Potential “Planet Nine” discovery was announced on January 20, 2016, by Caltech scientists Mike Brown and Konstantin Batygin. In their paper, “Evidence for a Distant Giant Planet in the Solar System”, Batygin and Brown claim that they “demonstrate that the perihelion positions and orbital planes of the objects are tightly confined and that such clustering [as is seen in the Kuiper Belt] has only a probability of 0.007% to be due to chance, thus requiring a dynamical origin.”
The evidence they found points to the possibility of a giant planet with the mass of 10 Earths being located in the deep Kuiper Belt, in the frozen region of our solar system. The planet itself has not yet been located or photographed. Its orbit is about 20 times farther from the sun than than of Neptune. The researchers used mathematical models and computer simulations to map out Planet Nine's orbit after spotting a strange alignment in the orbits of six other Kuiper Belt objects.

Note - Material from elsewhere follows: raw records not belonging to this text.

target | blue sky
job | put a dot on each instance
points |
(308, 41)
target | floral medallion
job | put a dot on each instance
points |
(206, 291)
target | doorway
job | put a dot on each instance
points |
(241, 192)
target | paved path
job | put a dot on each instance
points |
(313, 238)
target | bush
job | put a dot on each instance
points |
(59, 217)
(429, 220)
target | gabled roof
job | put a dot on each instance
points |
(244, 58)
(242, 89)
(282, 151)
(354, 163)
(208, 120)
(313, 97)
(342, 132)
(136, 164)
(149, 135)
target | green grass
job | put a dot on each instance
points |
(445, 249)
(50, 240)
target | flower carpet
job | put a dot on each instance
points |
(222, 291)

The main evidence for the claim is that six of the farthest known Kuiper Belt objects have orbits that line up in such a way that would only happen if they were affected by a massive and as yet unknown planet's gravitational pull. The six KBOs' orbits all share the same tilt – roughly 30 degrees downward, relative to the plane of the eight officially recognized planets. If Planet Nine exists, it would be about the same size as the most commonly found exoplanets orbiting other stars and likely have a mass of ten Earths (half the size of Neptune), with the length of one Planet Nine year equalling between ten and twenty thousand Earth years. If a planet of that size is orbiting the sun beyond Neptune, it will affect the orbits of nearby objects. The planet appears to have an elliptical orbit and the closest it comes to the sun is about two hundred and fifty astronomical units (the distance from sun to Earth, equal to ninety-three million miles.). By comparison, Jupiter is about five astronomical units from the sun.
Lance Hayashida/Caltech
While a lot more research is needed to either prove or disprove the existence of Planet Nine, the overall reaction of the scientific community has so far been that of excitement. Greg Laughlin, an astronomer at the University of California, Santa Cruz, said that “The combination of Mike Brown, who has a really solid observational sense of what's out there, and Konstantin's theoretical brilliance – if it's out there, they've found it.” Alessandro Morbidelli, planetary scientist at the Observatoire de la Cote d'Azur, in Nice, France, and a referee for The Astronomical Journal, said “This paper for the first time gives a smoking gun for the existence of an additional planet.”
“This would be a real ninth planet,” said Mike Brown in a statement. “There have only been two true planets discovered since ancient times, and this would be a third. It's a pretty substantial chunk of our solar system that's still out there to be found, which is pretty exciting.” According to Brown and Batygin, Planet Nine may have formed closer to the sun and been kicked out to its current location after a gravitational interaction with Jupiter or Saturn. “One of the most startling discoveries about other planetary systems has been that the most common type of planet out there has a mass between that of Earth and that of Neptune,” said Batygin. “Until now, we've thought that the solar system was lacking in this most common type of planet. Maybe we're more normal after all.”
The new study was published in the current issue of the Astronomical Journal.